Abstract

Fiber-optic based communication depends on the availability of high quality low loss optical fibers. Light guidance within a fiber is discussed.

Operating wavelengths have been extended by controlling fiber attenuation and dispersion. Fiber fabrication methods are presented. The use of high purity starting materials and vapor deposition techniques allows the production of glass fibers having optical losses that approach the intrinsic loss of silica. Fiber drawing processes determine strength. Active optical fibers have been exploited to amplify light, extending the range of transmission systems and allowing increased capacity. Erbium-doped fibers are being used for signal amplification in fiber-optic cable. Devices taking advantage of gratings written in optical fibers include filters and lasers.

Most fiber-optic smart structure applications fall into one of four major categories. The first is smart manufacturing where fiber-optic sensors are embedded or attached to parts during the manufacturing process.

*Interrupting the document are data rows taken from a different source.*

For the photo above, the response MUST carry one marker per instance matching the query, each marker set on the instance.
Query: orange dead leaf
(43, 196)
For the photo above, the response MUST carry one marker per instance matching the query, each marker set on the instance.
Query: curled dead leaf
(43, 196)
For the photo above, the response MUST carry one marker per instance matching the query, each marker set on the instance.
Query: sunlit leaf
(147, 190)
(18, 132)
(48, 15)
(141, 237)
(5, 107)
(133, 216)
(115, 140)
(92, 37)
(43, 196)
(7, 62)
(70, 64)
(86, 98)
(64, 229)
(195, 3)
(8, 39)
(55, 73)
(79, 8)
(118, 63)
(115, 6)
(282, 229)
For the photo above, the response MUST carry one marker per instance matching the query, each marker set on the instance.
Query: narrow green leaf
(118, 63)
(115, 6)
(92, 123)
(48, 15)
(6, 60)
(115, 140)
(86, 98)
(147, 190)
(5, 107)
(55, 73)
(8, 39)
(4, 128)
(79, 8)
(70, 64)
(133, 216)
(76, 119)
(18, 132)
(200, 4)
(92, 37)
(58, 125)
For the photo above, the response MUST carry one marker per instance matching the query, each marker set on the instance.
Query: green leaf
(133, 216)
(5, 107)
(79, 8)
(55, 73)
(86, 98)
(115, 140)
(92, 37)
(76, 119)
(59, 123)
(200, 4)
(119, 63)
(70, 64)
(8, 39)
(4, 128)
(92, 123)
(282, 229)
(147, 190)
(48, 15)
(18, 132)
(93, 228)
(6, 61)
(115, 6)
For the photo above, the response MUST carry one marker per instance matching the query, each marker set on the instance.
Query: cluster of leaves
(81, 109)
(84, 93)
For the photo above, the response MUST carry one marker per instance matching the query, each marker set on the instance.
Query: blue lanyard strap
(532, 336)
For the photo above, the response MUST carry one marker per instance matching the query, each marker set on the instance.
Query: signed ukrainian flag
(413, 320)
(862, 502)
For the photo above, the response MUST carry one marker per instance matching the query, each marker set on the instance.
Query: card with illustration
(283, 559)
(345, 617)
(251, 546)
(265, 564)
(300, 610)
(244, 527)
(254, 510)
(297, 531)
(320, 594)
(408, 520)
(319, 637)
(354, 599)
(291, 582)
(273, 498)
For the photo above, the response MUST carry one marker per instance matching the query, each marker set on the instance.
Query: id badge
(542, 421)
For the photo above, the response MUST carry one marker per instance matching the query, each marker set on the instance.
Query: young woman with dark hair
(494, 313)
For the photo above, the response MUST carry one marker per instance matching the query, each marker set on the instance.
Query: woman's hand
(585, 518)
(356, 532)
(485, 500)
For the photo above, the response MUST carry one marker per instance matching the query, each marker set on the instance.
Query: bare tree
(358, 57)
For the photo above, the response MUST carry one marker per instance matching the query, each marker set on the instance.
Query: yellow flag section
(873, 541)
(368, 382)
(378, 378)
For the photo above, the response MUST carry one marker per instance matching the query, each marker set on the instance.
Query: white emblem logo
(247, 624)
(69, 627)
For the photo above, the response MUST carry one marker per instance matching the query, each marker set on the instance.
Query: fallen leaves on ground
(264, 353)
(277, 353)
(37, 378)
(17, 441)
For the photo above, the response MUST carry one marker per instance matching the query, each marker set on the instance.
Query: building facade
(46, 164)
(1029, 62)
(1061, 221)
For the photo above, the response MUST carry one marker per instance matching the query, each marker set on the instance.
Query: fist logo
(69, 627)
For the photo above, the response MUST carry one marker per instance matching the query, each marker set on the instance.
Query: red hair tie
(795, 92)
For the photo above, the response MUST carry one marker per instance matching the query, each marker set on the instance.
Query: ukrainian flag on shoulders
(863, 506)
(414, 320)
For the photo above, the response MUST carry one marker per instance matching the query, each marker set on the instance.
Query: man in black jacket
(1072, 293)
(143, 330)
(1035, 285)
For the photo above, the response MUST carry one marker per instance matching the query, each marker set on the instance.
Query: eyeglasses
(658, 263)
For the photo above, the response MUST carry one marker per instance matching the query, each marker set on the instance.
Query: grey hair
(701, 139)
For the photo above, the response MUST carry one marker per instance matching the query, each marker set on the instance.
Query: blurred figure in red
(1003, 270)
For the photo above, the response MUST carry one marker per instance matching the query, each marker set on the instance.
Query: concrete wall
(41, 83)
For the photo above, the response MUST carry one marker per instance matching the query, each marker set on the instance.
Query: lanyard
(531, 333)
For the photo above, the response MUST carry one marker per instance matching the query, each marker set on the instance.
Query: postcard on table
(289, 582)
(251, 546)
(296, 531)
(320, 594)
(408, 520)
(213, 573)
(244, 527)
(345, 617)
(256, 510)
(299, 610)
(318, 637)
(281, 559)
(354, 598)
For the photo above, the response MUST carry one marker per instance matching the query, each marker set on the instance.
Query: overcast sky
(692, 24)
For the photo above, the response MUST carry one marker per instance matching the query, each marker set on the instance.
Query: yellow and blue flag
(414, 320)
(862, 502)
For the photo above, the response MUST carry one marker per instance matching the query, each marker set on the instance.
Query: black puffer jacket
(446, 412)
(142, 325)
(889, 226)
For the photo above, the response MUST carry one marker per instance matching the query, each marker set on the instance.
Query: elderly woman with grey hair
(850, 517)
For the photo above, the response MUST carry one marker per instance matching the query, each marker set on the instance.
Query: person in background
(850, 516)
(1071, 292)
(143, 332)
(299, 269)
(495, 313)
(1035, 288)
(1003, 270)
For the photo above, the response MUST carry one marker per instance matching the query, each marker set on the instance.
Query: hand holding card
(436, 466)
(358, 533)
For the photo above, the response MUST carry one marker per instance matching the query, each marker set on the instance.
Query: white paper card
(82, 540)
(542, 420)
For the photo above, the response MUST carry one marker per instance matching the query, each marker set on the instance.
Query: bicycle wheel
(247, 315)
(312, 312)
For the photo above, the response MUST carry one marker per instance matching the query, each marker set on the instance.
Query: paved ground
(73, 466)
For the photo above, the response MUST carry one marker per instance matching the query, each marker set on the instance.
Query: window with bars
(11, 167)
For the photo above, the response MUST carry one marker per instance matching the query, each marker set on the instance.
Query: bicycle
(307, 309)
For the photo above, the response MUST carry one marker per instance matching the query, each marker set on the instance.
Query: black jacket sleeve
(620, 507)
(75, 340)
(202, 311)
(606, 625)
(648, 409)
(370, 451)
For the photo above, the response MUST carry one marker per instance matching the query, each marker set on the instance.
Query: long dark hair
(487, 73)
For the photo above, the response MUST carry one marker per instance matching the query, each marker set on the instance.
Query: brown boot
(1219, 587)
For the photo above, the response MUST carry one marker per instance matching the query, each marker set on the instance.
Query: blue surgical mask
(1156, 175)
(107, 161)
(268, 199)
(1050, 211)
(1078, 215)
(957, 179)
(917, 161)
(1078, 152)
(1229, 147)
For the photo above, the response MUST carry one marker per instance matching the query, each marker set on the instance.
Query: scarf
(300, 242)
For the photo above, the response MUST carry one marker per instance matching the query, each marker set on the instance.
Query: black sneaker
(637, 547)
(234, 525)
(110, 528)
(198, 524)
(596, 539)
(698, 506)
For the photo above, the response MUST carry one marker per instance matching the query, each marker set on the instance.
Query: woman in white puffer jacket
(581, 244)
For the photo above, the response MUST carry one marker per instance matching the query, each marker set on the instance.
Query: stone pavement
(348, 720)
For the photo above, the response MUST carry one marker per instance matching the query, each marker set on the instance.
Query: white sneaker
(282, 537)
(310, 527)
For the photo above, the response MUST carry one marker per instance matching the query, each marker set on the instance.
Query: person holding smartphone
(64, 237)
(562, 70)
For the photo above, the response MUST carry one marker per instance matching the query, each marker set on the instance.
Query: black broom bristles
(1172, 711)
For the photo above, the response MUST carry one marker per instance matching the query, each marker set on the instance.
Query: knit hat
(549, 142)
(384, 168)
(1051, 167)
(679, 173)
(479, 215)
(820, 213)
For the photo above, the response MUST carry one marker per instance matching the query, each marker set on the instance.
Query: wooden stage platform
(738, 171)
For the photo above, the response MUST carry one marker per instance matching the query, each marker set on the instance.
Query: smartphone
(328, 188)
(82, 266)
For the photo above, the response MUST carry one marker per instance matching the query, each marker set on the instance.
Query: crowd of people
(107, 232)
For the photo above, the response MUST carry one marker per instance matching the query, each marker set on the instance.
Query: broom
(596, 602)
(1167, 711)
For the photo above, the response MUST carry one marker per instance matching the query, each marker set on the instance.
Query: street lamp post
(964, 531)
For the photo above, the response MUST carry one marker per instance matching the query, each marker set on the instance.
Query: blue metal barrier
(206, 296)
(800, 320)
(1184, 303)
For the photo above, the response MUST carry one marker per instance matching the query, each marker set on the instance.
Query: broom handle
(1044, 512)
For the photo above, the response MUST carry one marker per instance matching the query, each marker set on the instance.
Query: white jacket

They are then used to monitor such parameters as temperature, pressure, viscosity, degree of cure, and residual strain. After the parts have been made, the same sensors or another set may be used for the second application area of nondestructive testing. Here, the fiber sensors may be used to measure acoustic signatures, changes in strain profiles, delamination, and other indications of changes in the structural characteristics of fabricated parts. The third aspect of fiber-optic smart structures that has been the focus of many efforts is health and damage assessment systems for structures. In the parts of the structure that have been assembled, fiber-optic sensor technology is used to monitor the overall health of the structure. Finally, fiber-optic smart structures may be used to support control systems.

Fiber-optic sensors that are particularly useful for smart structures are briefly overviewed, followed by examples of applications.